In this 1934 Chrysler promotional reel, famed Indy car driver Harry Haartz drives a new Imperial Airflow coupe to a slew of speed and distance records at Bonneville.
Introduced in January of 1934, the Chrysler Airflow was not simply unorthodox in appearance. It was revolutionary in most every way, from its cab-forward packaging to its unitized body/chassis construction. (You can learn more about the Airflow’s ground-breaking design and engineering in this video.) To demonstrate the new model’s capabilities to a suspicious public, Chrysler arranged a whole series of performance stunts, including the trip to the Bonneville Salt Flats documented here.

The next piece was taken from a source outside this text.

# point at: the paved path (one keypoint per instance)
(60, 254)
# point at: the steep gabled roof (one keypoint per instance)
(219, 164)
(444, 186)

For the Bonneville speed runs, Chrysler retained the services of race driver Harry Haartz, a shrewd money racer from California who started the Indianapolis 500 six times and scored three second place finishes. In August 1934 on the salt, Haartz drove a showroom stock (reportedly) Imperial Airflow coupe to 72 speed and distance records, including a flying mile at 95.7 mph and 2,000 miles at an average of 74.7 mph.
In this very same production Imperial coupe, it is claimed, Haartz then drove from New York to Los Angeles to demonstrate the Airflow’s durability and economy, averaging 18.1 miles per gallon. And as this promotional reel demonstrates, Haartz was also fluent in 1930s-style screwball banter, apparently. Watch for the peppy exchange between Harry and the announcer starting at the 2:30 mark. All great fun, enjoy.